Hi, as this terminal output line indicates:

'1 EU NNP I-NP I-ORG\n'

I put '\n' at the end of each line, and separate each column with one space. Is this correct?

XuezheMax commented 6 years ago

@jk78346 There should be a break line between two sentences. Otherwise, the reader will treat them as a single one. The following is the correct format for your examples: 1 EU NNP I-NP I-ORG 2 rejects VBZ I-VP O 3 German JJ I-NP I-MISC 4 call NN I-NP O 5 to TO I-VP O 6 boycott VB I-VP O 7 British JJ I-NP I-MISC 8 lamb NN I-NP O 9 . . O O

1 Peter NNP I-NP I-PER 2 Blackburn NNP I-NP I-PER 3 BRUSSELS NNP I-NP I-LOC 4 1996-08-22 CD I-NP O ...

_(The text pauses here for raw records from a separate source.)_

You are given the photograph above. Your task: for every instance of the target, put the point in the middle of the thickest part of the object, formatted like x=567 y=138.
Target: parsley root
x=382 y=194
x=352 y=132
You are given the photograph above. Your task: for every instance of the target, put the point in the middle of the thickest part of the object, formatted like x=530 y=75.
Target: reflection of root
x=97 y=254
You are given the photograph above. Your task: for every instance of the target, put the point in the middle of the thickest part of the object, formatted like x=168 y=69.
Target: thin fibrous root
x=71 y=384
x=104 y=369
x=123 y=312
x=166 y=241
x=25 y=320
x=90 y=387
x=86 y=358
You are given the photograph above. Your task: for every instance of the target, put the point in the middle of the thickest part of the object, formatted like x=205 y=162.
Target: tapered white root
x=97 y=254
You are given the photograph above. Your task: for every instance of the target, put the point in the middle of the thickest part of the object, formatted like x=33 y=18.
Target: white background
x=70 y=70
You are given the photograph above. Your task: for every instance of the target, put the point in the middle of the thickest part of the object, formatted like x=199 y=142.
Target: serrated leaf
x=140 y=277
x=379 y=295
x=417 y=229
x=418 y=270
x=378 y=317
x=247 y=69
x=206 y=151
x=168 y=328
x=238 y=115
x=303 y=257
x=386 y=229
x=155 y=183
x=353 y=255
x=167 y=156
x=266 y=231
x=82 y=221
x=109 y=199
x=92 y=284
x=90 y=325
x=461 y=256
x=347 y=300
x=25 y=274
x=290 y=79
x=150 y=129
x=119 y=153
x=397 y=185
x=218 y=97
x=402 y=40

Moreover, your ner tagging schema is not BIO, please convert it correctly. @rsb3060 Thank you so much for your answer!

jk78346 commented 6 years ago

Really appreciate all of your answers. I realize that you mean 'break line between consecutive sentences', not '\n' for each 'line' of this .txt file. Thanks so much. Now it works.

udion commented 6 years ago

@jk78346 did it work without converting it to BIO?

jk78346 commented 6 years ago

I think I use the original type from conll03. I didn't change the format of tag column. It works. Conceptually I think the format of tag column won't affect, it's just a readable format defined by human.

XuezheMax commented 6 years ago

@jk78346 @udion I guess the original tagging type from conll03 works, but converting it to BIO (or more advanced BIOES) can improve the performance.

udion commented 6 years ago

thanks